Four of Keppel Reit's key banking tenants are reportedly looking to surrender their space, including DBS's about 75,000 sq ft in MBFC Tower 3, StanChart in MBFC Tower 1, and ANZ's one floor in Ocean Financial Centre.

Any downtime or "short-term income void" could be mitigated by positive rent reversions and S$467 million of undistributed capital gains, Mr Lee said.

Some investors are also maintaining a rosy view of the office leasing segment.

Blackstone Group plans to invest in more properties in Singapore due to "compelling opportunities for high-quality office spaces", the US private equity giant told BT when it acquired The Sandcrawler, a Grade A business-park building in Buona Vista.

This demand is driven by an influx of global tech companies setting up regional headquarters in the city-state. Such occupiers are keen to take up office space in low-rise buildings in business parks with a "unique campus-style experience", instead of skyscrapers in the CBD, Blackstone added.

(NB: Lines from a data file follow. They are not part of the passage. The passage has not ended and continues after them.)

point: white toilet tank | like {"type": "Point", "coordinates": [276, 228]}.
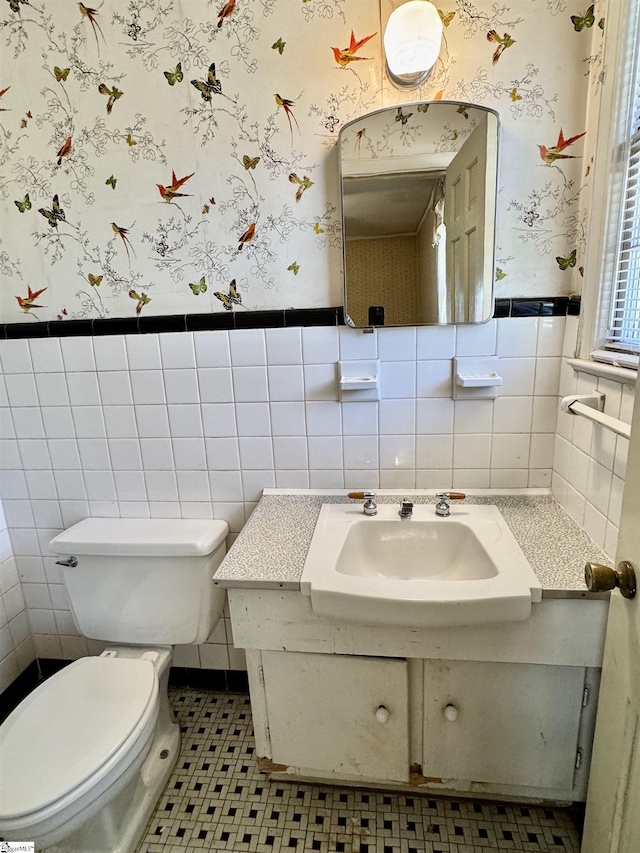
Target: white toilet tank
{"type": "Point", "coordinates": [141, 580]}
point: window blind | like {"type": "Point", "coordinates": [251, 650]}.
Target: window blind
{"type": "Point", "coordinates": [623, 333]}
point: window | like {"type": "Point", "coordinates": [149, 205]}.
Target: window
{"type": "Point", "coordinates": [619, 333]}
{"type": "Point", "coordinates": [624, 315]}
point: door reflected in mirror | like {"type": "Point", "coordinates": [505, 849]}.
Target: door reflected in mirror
{"type": "Point", "coordinates": [419, 188]}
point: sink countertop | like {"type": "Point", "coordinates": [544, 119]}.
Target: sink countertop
{"type": "Point", "coordinates": [270, 551]}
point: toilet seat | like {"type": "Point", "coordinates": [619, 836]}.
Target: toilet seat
{"type": "Point", "coordinates": [100, 713]}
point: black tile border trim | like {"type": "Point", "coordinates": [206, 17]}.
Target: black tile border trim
{"type": "Point", "coordinates": [554, 306]}
{"type": "Point", "coordinates": [220, 680]}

Meanwhile, Hongkong Land, which owns a one-third interest in MBFC's commercial space, said it expects to achieve rents of between S$11 and S$12 per square foot (psf) per month for the StanChart floors that are being marketed.

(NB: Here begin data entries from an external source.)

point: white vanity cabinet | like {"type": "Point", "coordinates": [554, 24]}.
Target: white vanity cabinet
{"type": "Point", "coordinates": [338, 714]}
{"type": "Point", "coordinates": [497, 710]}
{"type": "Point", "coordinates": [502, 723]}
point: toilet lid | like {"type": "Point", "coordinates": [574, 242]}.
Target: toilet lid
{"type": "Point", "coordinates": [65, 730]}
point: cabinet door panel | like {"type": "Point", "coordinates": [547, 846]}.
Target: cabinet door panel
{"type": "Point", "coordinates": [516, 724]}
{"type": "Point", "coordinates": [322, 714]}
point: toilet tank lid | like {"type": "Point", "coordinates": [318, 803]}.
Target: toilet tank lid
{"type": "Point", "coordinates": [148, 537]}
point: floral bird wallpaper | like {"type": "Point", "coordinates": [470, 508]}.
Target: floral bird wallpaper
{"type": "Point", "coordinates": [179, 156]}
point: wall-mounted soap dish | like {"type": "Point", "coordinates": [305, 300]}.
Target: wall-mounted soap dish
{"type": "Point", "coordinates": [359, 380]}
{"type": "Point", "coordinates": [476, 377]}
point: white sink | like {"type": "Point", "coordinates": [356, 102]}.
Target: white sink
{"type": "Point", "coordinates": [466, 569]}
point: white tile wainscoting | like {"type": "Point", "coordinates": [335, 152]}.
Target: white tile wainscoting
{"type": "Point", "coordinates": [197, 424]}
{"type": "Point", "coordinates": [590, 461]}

That is above the average of S$10.40 psf per month during Q1 2021 in CBRE Research's basket of Grade A (Core CBD) office rents.

The Singapore office sector has seen improved supply-demand dynamics, Mr Lee said. Supply is limited, given the potential delays of two sizeable office buildings - in GuocoLand's Guoco Midtown and IOI Properties' Central Boulevard Towers - to 2023 and 2024.

First movers: Big Tech

Tech giants from the US and China, including ByteDance, have snapped up real estate in Singapore since last year. Lazada and its parent Alibaba Group signed up for 140,000 sq ft at 5One Central on Bras Basah Road. In May 2020, Alibaba bought a half stake in AXA Tower.

ByteDance's TikTok is also continuing to expand its physical footprint here, having leased two floors amounting to 58,000 sq ft at GuocoLand's Guoco Tower. The space previously housed Dentsu Aegis Network. Inc took over three floors totalling 90,000 sq ft in Asia Square Tower 1 that Citigroup used to occupy.

Mr Lee noted that the fall in Singapore office demand from banks and co-working operators should be mitigated by Chinese tech demand, including expansion by "first liners" - Alibaba/Lazada, ByteDance and Tencent - which are already here, as well as "second liners".